Heisenbug

We all know what a heisenbug is.

Well, computer programmers know all about them. C/C++ programmers especially, and doubly especially users of Microsoft's Visual Studio. You write a bunch of code; you test it and check it and test it and test it some more. And then you create a production version, and BOOM! – it doesn't work.

Although named for Werner Heisenberg, who gave us his eponymous Uncertainty Principle, a heisenbug is more properly an example of the "observer effect". In many cases, you can't measure something in a system without affecting that system. For example, stick a big thermometer in a small sample of fluid, and the fluid will quickly come to the temperature of the larger thermometer. Which is probably not what you had in mind.

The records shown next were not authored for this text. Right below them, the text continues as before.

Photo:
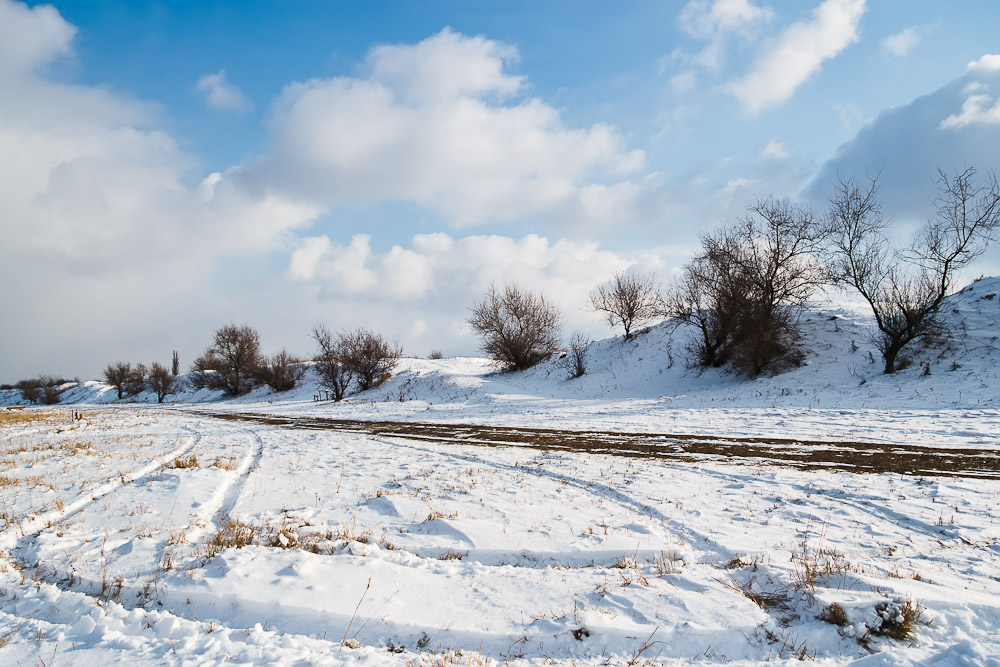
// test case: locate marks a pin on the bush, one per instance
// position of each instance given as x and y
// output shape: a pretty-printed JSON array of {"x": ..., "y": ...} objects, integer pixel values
[
  {"x": 517, "y": 327},
  {"x": 368, "y": 356},
  {"x": 161, "y": 381},
  {"x": 629, "y": 300},
  {"x": 50, "y": 388},
  {"x": 117, "y": 375},
  {"x": 334, "y": 376},
  {"x": 281, "y": 371},
  {"x": 745, "y": 290},
  {"x": 905, "y": 288},
  {"x": 31, "y": 390},
  {"x": 575, "y": 360},
  {"x": 230, "y": 362}
]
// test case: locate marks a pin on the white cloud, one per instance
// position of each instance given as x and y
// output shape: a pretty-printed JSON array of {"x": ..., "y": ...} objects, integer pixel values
[
  {"x": 988, "y": 63},
  {"x": 222, "y": 95},
  {"x": 774, "y": 150},
  {"x": 421, "y": 290},
  {"x": 32, "y": 37},
  {"x": 798, "y": 53},
  {"x": 716, "y": 22},
  {"x": 903, "y": 41},
  {"x": 977, "y": 109},
  {"x": 427, "y": 126}
]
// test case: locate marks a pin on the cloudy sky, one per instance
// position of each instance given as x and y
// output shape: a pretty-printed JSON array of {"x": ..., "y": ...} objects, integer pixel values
[{"x": 169, "y": 167}]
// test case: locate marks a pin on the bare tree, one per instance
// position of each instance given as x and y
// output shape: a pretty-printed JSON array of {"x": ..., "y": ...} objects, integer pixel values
[
  {"x": 744, "y": 292},
  {"x": 281, "y": 371},
  {"x": 708, "y": 296},
  {"x": 207, "y": 372},
  {"x": 517, "y": 327},
  {"x": 905, "y": 288},
  {"x": 576, "y": 354},
  {"x": 118, "y": 375},
  {"x": 368, "y": 356},
  {"x": 231, "y": 360},
  {"x": 334, "y": 376},
  {"x": 628, "y": 299},
  {"x": 31, "y": 390},
  {"x": 161, "y": 381},
  {"x": 51, "y": 388},
  {"x": 136, "y": 382}
]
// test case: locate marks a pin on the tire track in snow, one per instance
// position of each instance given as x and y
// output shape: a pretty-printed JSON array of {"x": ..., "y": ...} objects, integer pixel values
[
  {"x": 37, "y": 524},
  {"x": 596, "y": 489}
]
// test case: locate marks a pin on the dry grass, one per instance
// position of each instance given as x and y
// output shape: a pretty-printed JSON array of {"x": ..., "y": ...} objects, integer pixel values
[
  {"x": 190, "y": 461},
  {"x": 231, "y": 534},
  {"x": 20, "y": 417},
  {"x": 666, "y": 563},
  {"x": 899, "y": 619}
]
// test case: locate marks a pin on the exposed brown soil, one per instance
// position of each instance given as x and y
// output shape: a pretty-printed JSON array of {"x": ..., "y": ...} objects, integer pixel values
[{"x": 859, "y": 457}]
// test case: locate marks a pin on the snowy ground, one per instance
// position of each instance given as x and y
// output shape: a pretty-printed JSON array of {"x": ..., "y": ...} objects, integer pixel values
[{"x": 163, "y": 535}]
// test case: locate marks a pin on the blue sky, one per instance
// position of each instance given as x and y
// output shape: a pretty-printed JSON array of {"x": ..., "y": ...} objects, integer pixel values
[{"x": 171, "y": 167}]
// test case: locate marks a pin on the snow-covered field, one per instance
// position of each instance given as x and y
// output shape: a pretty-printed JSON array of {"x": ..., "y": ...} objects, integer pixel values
[{"x": 162, "y": 534}]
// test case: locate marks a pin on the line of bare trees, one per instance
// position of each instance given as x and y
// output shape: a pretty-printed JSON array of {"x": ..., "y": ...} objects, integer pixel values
[{"x": 745, "y": 290}]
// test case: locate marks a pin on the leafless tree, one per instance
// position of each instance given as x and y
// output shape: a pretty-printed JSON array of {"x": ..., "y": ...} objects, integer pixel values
[
  {"x": 281, "y": 371},
  {"x": 334, "y": 376},
  {"x": 31, "y": 390},
  {"x": 745, "y": 290},
  {"x": 207, "y": 372},
  {"x": 576, "y": 354},
  {"x": 161, "y": 381},
  {"x": 231, "y": 360},
  {"x": 628, "y": 299},
  {"x": 51, "y": 388},
  {"x": 118, "y": 375},
  {"x": 517, "y": 327},
  {"x": 368, "y": 355},
  {"x": 905, "y": 287},
  {"x": 136, "y": 381}
]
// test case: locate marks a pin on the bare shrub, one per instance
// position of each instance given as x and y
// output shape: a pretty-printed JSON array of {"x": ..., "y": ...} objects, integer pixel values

Likewise in computer programming. In Visual Studio, for example, compiling in Debug mode means all compiler optimizations are turned off. Switch to Release mode, and they're turned on – and the code starts taking new twists and turns. Sometimes that leads to different behavior. Go back to Debug mode in order to try to find the problem...and the problem goes away.

Here's what that's like:

Smacking one's face on the keyboard is not likely to improve the situation. But when you are in it, you just don't care.

I had one once that was actually a lot of fun, and taught me a lot.

This was back in the 1970s again. The same Honcho from the Tale of the Line Printer came to me and said he had a crazy bug that he just couldn't find. My task: "Find it."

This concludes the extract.